We introduced an improved tracing format based on the OpenTelemetry format, while being more minimalistic and easier to read. It is mainly used for communication with the TraceViewer, maintaining backwards compatability. We also simplified the management of Span as well as TaskSpan and removed some unused tracing features. In future releases the old format will slowly be deprecated.

Evaluation

Better Support for Parameter Optimization

To make the comparison of workflow configurations, such as combinations of different models with different prompts, more convenient, and enable better parameter optimization, we added the aggregation_overviews_to_pandas method. This method converts multiple Aggregation objects into a pandas dataframe, ready for analysis and visualization. The new parameter_optimization.ipynb demonstrates the usage of the new method.

New Incremental Evaluator

There are use cases where you want to add some more models or runs to an already existing evaluation. Prior to this update, this meant that you had to re-evaluate all the previous runs again, potentially wasting time and money. With the new IncrementalEvaluator and IncrementalEvaluationLogic it is now easier to keep the old evaluations and adding new runs to them without performing costly re-evaluations. We added a how-to guide to showcase the implementation and usage.

New Elo Evaluation

We added the EloEvaluationLogic for implementing your own Elo evaluations using the Intelligence Layer! Elo evaluations are useful if you want to compare different models or configurations by letting them compete directly against each other on the evaluation datasets. To get you started, we also added a ready-to-use implementation of the EloQaEvaluationLogic, a how-to guide for implementing your own Elo evaluations, and a detailed tutorial notebook on Elo evaluation of QA tasks.

Argilla Rework

We did a major revamp of the ArgillaEvaluator to separate an AsyncEvaluator from the normal evaluation scenario. This comes with easier to understand interfaces, more information in the EvaluationOverview and a simplified aggregation step for Argilla that is no longer dependent on specific Argilla types. Check the how-to for detailed information.

Breaking Changes

For a detailed list see our GitHub release page.

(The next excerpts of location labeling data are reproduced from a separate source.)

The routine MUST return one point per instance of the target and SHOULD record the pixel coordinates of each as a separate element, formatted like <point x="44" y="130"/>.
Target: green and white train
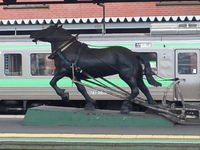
<point x="26" y="71"/>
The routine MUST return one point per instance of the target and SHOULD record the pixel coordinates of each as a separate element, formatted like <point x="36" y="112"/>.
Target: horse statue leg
<point x="145" y="91"/>
<point x="61" y="92"/>
<point x="90" y="103"/>
<point x="130" y="80"/>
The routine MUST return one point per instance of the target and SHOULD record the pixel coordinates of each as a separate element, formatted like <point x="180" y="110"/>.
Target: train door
<point x="187" y="68"/>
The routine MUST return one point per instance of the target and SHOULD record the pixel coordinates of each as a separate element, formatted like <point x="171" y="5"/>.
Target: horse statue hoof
<point x="126" y="107"/>
<point x="65" y="97"/>
<point x="125" y="111"/>
<point x="90" y="106"/>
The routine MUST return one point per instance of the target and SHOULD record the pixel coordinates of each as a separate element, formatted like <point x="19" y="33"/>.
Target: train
<point x="26" y="70"/>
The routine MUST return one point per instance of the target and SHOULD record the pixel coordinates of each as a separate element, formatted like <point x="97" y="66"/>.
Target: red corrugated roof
<point x="94" y="11"/>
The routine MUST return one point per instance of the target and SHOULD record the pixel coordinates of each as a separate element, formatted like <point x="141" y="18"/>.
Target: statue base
<point x="53" y="116"/>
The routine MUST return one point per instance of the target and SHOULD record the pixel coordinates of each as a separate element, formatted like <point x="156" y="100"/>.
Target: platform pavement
<point x="14" y="134"/>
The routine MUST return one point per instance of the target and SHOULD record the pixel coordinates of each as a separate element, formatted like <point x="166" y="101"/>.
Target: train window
<point x="41" y="65"/>
<point x="152" y="58"/>
<point x="187" y="63"/>
<point x="13" y="64"/>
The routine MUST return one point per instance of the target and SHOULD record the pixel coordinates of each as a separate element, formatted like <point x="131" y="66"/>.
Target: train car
<point x="26" y="70"/>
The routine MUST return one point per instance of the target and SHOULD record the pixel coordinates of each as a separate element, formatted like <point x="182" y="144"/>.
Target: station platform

  • Changes related to Tracers.
  • Moved away from nltk-package for graders.
  • Changes related to Argilla Repositories and ArgillaEvaluators.
  • Refactored internals of Evaluator. This is only relevant if you subclass from it.

These listed updates aim to assist you in easily integrating the new changes into your workflows. As always, we are committed to improving your experience and supporting your AI development needs. Please refer to our updated documentation and how-to guides linked throughout this update note for detailed instructions and further information. Happy coding!